本発明者等は、能動騒音制御による車両12の走行時に車室14内で発生するドラミングノイズの消音性能に関する実験を行った。以下にその実験結果を示す。以下の各実験では、図4Aに太線で示すゲイン特性及び図4Bに太線で示す位相特性を有する二次経路伝達特性Cの下で行われる。ただし、事前に測定された二次経路伝達特性Cの測定値C^は、図4Aに細線で示すゲイン特性及び図4Bに細線で示す位相特性であるとする。すなわち、本発明者等は、二次経路伝達特性Cを測定したときには細線で示す特性であったが、その後、能動騒音制御時には太線で示す特性に変化した状態を想定して、以下の各実験が行われた。

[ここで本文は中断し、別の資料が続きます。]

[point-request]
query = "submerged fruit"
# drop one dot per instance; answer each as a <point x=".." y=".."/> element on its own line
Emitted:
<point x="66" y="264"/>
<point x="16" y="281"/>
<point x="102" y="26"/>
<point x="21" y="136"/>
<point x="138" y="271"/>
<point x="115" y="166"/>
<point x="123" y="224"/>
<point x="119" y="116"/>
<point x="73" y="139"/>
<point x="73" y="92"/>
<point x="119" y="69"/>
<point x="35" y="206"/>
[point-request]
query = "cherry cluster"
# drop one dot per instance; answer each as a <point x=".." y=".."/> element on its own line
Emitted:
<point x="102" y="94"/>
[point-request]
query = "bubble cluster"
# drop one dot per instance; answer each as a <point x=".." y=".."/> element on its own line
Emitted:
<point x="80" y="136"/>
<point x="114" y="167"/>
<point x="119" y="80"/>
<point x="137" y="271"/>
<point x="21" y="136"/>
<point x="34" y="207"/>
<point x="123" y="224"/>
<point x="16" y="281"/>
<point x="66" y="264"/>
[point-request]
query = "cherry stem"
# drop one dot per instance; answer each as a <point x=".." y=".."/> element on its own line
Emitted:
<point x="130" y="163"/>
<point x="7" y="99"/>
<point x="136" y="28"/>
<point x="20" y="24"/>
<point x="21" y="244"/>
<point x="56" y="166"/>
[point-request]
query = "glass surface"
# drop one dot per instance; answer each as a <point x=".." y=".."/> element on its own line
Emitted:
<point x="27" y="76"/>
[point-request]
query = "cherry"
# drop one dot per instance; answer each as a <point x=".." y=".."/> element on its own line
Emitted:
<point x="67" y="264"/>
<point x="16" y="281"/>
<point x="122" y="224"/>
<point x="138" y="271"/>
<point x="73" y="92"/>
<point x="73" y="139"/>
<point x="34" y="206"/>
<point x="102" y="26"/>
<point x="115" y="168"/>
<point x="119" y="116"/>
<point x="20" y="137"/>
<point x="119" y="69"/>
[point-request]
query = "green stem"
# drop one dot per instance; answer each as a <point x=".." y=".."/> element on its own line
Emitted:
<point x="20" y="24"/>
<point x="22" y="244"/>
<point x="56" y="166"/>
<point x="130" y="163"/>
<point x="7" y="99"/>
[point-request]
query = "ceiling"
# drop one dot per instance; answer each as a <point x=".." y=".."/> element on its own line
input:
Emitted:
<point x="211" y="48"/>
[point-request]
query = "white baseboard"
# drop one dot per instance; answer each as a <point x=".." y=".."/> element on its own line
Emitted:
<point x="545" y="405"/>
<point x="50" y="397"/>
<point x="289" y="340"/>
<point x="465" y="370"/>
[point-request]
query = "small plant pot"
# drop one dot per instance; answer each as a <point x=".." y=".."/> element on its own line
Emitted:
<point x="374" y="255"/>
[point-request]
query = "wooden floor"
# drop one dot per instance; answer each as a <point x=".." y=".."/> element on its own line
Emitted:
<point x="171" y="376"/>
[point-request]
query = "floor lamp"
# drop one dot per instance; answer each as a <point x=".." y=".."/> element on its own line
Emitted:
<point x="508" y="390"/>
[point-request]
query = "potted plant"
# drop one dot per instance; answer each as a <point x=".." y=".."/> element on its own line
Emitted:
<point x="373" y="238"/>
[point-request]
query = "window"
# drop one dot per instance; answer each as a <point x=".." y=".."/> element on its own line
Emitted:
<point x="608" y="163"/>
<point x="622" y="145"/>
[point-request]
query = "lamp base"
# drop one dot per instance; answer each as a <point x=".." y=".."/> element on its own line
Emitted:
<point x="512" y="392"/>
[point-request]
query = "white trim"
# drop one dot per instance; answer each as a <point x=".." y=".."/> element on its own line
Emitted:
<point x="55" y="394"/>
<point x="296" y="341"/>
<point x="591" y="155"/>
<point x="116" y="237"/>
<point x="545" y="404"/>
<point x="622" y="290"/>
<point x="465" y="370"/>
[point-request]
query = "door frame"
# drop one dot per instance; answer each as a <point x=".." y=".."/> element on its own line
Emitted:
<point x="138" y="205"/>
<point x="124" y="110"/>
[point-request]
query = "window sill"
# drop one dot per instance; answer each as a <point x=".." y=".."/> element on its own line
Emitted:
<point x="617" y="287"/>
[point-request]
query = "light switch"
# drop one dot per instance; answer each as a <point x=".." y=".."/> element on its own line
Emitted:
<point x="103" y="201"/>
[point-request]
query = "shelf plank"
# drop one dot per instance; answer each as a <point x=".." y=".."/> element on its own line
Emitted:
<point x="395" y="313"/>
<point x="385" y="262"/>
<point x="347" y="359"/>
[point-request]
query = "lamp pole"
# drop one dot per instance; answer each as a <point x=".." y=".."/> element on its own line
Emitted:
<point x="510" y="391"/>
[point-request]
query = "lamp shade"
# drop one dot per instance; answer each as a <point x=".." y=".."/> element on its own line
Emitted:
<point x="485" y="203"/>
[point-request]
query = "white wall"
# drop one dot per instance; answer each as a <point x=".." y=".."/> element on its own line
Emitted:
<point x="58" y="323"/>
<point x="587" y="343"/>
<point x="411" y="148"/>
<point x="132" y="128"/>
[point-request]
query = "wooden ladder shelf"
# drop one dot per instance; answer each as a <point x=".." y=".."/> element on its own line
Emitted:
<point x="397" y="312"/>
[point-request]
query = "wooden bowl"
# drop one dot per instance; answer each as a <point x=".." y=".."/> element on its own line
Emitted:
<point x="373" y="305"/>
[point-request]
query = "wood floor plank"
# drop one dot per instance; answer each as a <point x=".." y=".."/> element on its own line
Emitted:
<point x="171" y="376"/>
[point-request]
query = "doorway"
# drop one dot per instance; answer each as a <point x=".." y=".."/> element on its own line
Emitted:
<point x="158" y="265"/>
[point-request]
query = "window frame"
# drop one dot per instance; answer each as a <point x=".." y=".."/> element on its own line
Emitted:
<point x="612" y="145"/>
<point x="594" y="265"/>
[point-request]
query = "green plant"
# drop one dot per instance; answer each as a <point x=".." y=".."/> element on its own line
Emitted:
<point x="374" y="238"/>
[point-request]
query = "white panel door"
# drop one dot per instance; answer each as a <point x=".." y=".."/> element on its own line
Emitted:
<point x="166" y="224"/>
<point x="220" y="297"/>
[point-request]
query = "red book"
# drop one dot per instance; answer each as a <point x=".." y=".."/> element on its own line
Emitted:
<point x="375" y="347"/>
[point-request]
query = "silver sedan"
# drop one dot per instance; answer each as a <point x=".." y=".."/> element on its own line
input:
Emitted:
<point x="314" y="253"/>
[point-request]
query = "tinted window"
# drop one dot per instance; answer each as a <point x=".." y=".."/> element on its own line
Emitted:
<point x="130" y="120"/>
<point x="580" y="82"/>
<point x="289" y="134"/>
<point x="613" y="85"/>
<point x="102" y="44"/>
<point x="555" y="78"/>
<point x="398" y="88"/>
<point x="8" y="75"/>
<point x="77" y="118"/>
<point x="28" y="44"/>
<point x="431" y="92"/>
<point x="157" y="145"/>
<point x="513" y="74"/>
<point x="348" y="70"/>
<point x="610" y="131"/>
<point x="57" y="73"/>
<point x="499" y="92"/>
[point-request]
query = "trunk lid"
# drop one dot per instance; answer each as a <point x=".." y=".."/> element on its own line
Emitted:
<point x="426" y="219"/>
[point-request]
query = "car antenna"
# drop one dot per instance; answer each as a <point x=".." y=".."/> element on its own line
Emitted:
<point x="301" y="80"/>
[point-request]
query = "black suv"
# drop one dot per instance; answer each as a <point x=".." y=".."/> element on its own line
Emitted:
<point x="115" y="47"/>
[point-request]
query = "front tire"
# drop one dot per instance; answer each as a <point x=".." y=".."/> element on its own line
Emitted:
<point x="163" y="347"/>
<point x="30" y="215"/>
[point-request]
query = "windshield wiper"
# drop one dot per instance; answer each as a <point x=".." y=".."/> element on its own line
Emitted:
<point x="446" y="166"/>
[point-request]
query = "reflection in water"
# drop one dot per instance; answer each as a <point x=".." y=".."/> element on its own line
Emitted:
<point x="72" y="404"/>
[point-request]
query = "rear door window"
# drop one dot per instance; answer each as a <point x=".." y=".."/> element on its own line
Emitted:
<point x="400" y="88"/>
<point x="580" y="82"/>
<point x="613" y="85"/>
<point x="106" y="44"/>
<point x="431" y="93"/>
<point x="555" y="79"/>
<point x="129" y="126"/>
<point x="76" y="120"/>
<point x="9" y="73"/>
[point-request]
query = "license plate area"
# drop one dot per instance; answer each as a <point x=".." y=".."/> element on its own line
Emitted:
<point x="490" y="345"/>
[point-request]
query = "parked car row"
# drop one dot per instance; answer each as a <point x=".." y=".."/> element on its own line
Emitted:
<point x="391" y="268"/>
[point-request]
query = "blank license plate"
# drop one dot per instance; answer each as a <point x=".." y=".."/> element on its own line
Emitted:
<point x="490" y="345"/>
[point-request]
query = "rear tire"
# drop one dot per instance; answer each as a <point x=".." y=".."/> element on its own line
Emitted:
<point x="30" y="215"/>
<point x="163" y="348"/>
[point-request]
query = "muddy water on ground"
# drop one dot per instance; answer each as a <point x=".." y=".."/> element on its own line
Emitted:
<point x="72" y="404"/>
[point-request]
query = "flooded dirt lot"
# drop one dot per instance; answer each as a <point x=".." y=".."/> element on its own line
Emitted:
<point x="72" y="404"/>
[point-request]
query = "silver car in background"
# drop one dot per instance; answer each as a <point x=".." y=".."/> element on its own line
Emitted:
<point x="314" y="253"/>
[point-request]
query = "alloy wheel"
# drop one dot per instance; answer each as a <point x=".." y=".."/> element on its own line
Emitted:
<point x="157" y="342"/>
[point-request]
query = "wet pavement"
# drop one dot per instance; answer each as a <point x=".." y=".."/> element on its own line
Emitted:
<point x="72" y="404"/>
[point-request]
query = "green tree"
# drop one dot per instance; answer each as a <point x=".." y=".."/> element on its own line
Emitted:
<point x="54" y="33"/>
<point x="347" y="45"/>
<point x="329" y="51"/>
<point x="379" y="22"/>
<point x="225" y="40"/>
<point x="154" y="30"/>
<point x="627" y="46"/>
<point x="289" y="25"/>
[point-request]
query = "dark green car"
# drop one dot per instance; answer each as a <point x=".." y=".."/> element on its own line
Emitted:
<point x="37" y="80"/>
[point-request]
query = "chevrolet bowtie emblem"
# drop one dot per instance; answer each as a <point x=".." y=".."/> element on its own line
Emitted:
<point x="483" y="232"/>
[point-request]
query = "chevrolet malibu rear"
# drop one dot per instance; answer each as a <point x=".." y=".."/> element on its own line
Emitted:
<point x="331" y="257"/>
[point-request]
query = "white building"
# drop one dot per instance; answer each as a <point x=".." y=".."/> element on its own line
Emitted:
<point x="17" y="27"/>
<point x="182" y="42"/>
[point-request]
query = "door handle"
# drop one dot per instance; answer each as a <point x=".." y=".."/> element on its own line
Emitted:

実験(1)では、能動騒音制御がオフの状態で、車両12を停止状態から加速させたときの車室14内のドラミングノイズの音圧レベルの測定が行われる。
実験(2)では、特開2007-025527号公報にて開示されている手法により能動騒音制御が行われている状態で、車両12を停止状態から加速させたときの車室14内の騒音の音圧レベルの測定が行われる。本実験では、事前に測定された測定値C^において、ドラミングノイズの制御対象周波数46Hzの成分の音圧が1/2(音圧レベルで6dB低減)となるように設定されている。
実験(3)では、本実施形態の能動騒音制御装置10により能動騒音制御が行われている状態で、車両12を停止状態から加速させたときの車室14内のドラミングノイズの音圧レベルの測定が行われる。実験(3)では、二次経路伝達フィルタC^の初期値を測定値C^とし、制御フィルタWの初期値を測定値C^の逆数(1/C^)とした。
図5は、実験(1)~(3)で測定された車室14内のドラミングノイズの音圧レベルを示すグラフである。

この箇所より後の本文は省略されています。